I'm not quite following the steps that you laid out for using cash partners.  Could you explain with a few more details?

Thanks.

Originally posted by @Nicholas Duncan :

@Joe Villeneuve

I'm not quite following the steps that you laid out for using cash partners.  Could you explain with a few more details?

Thanks.

 Instead of refinancing, dding an expense of a loan each month, and subtracting fees, etc..., and then having to get approvals for loans, you just allow cash investors to become partners.

Dude, i do not know if this is also the case in your state but, here in the Philippines, banks are looking for a clear titled COLLATERAL on the application of refinancing. Then how could i implement the BRRRR Strategy if for every refinancing i'll do, banks will require a collateral? Please help me. Thanks a lot!

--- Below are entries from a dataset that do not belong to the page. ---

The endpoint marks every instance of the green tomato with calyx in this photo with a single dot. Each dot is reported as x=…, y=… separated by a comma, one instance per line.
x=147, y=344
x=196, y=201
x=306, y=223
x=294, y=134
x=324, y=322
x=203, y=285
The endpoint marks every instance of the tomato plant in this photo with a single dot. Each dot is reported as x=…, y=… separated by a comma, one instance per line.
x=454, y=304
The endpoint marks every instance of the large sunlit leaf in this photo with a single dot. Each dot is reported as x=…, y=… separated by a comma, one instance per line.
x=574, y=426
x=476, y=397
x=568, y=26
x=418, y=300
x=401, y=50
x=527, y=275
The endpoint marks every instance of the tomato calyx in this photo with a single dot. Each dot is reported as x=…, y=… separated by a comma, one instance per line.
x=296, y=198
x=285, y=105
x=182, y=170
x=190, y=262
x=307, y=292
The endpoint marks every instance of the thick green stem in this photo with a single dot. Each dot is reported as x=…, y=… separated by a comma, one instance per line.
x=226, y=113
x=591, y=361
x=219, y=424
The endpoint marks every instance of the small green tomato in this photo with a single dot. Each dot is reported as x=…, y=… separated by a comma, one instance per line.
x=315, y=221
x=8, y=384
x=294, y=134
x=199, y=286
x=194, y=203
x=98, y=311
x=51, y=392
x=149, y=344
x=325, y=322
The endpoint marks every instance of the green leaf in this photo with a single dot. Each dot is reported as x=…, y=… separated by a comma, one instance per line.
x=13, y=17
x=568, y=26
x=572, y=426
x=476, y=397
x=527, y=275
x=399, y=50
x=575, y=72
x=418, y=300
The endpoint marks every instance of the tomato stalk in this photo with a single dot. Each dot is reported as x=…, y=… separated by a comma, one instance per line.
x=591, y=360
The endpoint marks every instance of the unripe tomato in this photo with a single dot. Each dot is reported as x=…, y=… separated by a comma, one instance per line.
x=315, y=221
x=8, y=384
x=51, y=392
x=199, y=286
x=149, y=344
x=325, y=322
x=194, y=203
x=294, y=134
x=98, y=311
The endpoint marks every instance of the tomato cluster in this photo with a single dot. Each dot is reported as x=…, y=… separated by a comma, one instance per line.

That's what we do and we're at about 350 right now. 

Hi All,

I am trying to BRRRR and I am getting stuck on the refi part. I used LendingHome, a hard money lender, to do the rehab. They make you initial close in an LLC. For the post rehab/rented out/taking cash out part, lenders want to close in my personal name. Not really a problem, but I am running into seasoning issues. Wells Fargo will apparently do HELOC's for investors, but will only use the post-rehab/new value after 12 months. TD Bank will perhaps do it, but I don't think they service Chicago. Huntington Bank is having a hard time going from LLC to personal (which they require) for less than 6 months seasoning.

Anybody have an out here? What am I missing?

I would be happy with either a cash-out refi or a HELOC.